Disease activity-driven dose reduction in patients with RA treated with b/ts DMARDs is not associated with radiographic progression, DRESS trial finds.
Is disease activity–guided dose optimization of biologic/targeted synthetic (b/ts) disease-modifying antirheumatic drugs (DMARDs) a viable, long-term option in the management of rheumatoid arthritis (RA)? This is the question that an observational extension study of the DRESS trial (Dutch Trial Register, NTR 3216) tried to answer. The initial parts of the trial found that lengthening the tumor necrosis factor inhibitors (TNFi) treatment intervals in stable patients with RA using a disease activity-driven strategy can be successful, safe, and cost-effective. In the current part of the study, patients were followed from year 3 to year 10. “It is important to measure disease activity and set a goal (eg, Disease Activity Score [DAS]28, as well as to increase the dose when the disease activity increases above a certain threshold,” Noortje van Herwaarden, PhD, explained, at EULAR 2023, held May 31-June 2, in Italy. The mean time-weighted disease activity was measured by DAS28-CRP.

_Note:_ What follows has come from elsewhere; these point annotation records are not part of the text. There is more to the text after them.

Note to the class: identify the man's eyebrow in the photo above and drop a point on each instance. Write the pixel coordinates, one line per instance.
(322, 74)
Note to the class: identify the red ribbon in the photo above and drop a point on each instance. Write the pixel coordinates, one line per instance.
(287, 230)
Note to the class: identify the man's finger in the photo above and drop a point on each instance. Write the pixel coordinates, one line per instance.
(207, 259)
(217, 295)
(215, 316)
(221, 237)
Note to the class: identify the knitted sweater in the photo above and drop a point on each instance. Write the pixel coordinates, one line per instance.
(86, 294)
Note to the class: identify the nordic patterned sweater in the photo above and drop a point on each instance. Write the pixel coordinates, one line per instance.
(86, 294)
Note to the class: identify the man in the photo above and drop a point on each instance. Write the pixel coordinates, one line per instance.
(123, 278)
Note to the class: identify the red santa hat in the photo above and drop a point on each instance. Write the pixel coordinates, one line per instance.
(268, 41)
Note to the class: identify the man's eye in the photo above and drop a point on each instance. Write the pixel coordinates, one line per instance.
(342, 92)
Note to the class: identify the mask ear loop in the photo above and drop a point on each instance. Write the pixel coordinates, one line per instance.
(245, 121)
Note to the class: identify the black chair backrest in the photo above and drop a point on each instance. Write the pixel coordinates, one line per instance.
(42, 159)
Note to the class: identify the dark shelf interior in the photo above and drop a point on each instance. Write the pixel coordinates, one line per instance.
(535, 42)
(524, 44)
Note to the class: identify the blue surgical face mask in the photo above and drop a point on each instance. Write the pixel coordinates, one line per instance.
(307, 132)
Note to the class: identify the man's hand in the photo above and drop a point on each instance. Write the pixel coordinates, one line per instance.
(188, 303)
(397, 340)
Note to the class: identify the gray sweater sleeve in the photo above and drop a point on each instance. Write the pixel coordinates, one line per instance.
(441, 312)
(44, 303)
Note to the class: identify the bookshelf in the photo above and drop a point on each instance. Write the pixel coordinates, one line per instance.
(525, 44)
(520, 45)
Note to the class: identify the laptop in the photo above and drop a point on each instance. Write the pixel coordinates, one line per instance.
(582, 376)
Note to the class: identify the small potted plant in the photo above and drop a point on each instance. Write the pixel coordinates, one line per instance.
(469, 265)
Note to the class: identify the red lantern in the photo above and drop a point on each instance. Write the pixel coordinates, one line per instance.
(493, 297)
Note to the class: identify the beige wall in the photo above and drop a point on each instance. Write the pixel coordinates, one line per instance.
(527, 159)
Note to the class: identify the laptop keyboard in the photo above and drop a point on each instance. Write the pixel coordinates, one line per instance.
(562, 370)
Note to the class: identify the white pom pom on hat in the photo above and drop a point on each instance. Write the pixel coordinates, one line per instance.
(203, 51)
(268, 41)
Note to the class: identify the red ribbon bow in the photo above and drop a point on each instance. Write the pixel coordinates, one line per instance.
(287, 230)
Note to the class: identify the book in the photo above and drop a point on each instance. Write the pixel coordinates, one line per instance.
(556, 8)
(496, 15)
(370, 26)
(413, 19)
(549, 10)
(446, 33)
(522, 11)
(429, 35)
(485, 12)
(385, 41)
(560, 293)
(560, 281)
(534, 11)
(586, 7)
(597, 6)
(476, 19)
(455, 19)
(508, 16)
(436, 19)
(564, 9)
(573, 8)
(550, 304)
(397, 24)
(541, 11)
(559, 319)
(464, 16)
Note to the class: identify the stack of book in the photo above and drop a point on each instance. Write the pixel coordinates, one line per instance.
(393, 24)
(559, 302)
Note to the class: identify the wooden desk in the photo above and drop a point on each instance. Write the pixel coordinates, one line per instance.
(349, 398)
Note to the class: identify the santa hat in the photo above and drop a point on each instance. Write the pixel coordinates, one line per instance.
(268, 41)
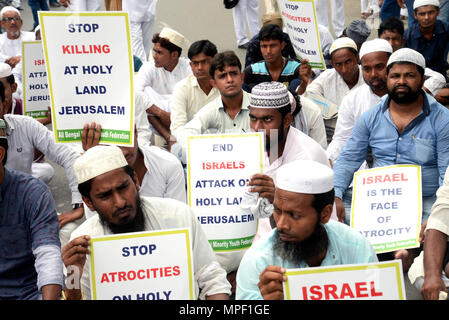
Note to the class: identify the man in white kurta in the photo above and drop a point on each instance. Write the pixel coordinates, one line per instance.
(158, 214)
(329, 88)
(157, 79)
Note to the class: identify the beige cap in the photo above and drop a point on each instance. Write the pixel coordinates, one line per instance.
(375, 45)
(173, 36)
(5, 70)
(7, 9)
(98, 160)
(343, 42)
(305, 176)
(407, 55)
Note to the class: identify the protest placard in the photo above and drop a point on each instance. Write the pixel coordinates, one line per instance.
(90, 74)
(218, 169)
(36, 96)
(300, 20)
(387, 206)
(371, 281)
(142, 266)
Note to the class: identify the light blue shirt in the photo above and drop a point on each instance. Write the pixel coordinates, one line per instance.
(346, 246)
(424, 142)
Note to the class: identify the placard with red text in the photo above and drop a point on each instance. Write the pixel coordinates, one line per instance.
(90, 74)
(387, 206)
(142, 266)
(218, 168)
(36, 96)
(372, 281)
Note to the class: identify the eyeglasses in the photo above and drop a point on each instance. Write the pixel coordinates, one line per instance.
(16, 19)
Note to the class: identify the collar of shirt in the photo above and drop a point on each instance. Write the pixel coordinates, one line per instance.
(5, 183)
(426, 106)
(9, 125)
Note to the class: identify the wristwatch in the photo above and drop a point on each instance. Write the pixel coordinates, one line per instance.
(77, 205)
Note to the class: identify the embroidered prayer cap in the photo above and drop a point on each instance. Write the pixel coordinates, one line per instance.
(173, 36)
(269, 95)
(5, 70)
(421, 3)
(7, 9)
(375, 45)
(407, 55)
(358, 31)
(343, 42)
(305, 176)
(98, 160)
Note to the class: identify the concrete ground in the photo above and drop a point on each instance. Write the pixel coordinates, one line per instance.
(196, 19)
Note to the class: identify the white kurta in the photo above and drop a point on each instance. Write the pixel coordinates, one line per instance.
(163, 214)
(298, 146)
(158, 83)
(352, 107)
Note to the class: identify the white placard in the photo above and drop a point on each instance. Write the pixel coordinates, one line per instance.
(142, 266)
(36, 96)
(90, 74)
(386, 206)
(301, 24)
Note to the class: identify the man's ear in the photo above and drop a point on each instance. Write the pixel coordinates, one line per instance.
(288, 120)
(2, 154)
(88, 203)
(326, 213)
(136, 181)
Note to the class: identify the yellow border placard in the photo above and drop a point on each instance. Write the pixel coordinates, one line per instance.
(390, 167)
(44, 14)
(381, 265)
(142, 235)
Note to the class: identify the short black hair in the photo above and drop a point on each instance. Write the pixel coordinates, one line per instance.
(84, 188)
(321, 200)
(223, 59)
(420, 69)
(2, 92)
(271, 32)
(393, 24)
(202, 46)
(166, 44)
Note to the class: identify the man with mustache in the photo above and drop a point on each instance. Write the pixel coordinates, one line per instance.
(226, 113)
(304, 236)
(408, 126)
(429, 35)
(374, 56)
(111, 187)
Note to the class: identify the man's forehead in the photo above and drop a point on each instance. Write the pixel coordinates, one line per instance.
(109, 180)
(343, 54)
(11, 14)
(374, 58)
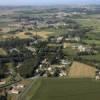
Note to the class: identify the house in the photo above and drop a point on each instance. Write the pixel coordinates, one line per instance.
(2, 82)
(81, 48)
(14, 91)
(20, 86)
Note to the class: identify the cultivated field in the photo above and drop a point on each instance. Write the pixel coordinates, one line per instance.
(67, 89)
(43, 34)
(80, 70)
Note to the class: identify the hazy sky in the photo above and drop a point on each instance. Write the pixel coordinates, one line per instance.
(47, 2)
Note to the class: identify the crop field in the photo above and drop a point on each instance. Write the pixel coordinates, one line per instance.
(80, 70)
(67, 89)
(43, 34)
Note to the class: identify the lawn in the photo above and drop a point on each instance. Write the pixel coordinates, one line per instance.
(67, 89)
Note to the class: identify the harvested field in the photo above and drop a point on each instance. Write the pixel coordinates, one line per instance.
(80, 70)
(43, 34)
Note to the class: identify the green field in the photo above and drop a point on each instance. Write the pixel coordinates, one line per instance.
(66, 89)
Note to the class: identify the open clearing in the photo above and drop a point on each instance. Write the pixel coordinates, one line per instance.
(43, 34)
(67, 89)
(80, 70)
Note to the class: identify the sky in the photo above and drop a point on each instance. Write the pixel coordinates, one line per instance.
(47, 2)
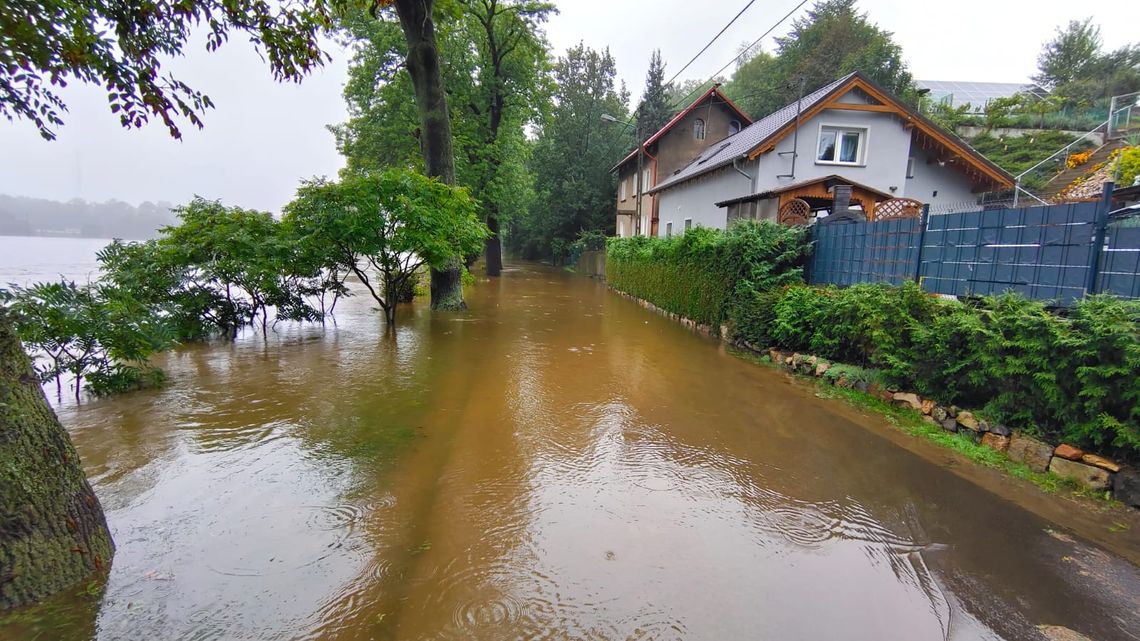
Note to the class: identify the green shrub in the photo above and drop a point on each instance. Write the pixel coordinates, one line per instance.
(1129, 167)
(703, 273)
(1073, 378)
(1101, 376)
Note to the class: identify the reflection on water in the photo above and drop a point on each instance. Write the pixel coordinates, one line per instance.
(556, 463)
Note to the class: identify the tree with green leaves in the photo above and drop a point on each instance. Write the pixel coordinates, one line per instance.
(507, 90)
(1074, 66)
(1069, 55)
(573, 153)
(122, 47)
(393, 222)
(832, 40)
(92, 333)
(55, 533)
(58, 527)
(417, 22)
(654, 110)
(493, 59)
(243, 256)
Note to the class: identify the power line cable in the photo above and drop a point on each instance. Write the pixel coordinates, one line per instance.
(719, 33)
(755, 42)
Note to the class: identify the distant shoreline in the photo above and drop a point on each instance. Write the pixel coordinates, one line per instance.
(71, 237)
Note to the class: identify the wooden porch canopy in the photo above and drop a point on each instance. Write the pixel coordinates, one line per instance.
(816, 193)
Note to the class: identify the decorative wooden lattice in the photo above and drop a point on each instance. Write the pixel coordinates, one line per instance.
(897, 208)
(795, 211)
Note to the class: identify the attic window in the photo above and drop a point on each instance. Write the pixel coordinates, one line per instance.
(840, 145)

Most of the 170 patients in the study cohort were women (64%), the mean age was 59, and RA was present at an average of 10 years. About 60% already had erosive disease at baseline. “Disease activity remained low throughout the years,” Dr. van Herwaarden stated, referring to a DAS28-CRP of just over 2. The TNFi doses decreased from the baseline 97% of the defined daily dose (DDD) to 49% at year 5, and to 51% at year 10. Looking at all b/ts DMARDs, the respective percentage of the DDD was 97% (year 0) and 56% (years 5 and 10). At a median, patients had two attempts of dose optimization, and in 74% of cases, a tapering to full discontinuation was achieved. The first discontinuation attempt lasted a median of 7 months, and there was a median of 6.8-year drug survival after restarting medication or increasing dosage.
Additionally, “radiographic progression exceeding the smallest detectable change was associated independently with disease activity, but not with b/ts DMARD dose,” Dr. van Herwaarden said. “Good quality treat-to-target is important to mitigate radiographic joint damage,” she emphasized.
In conclusion, these findings suggest that disease activity-guided dose optimization yields stable low disease activity over time.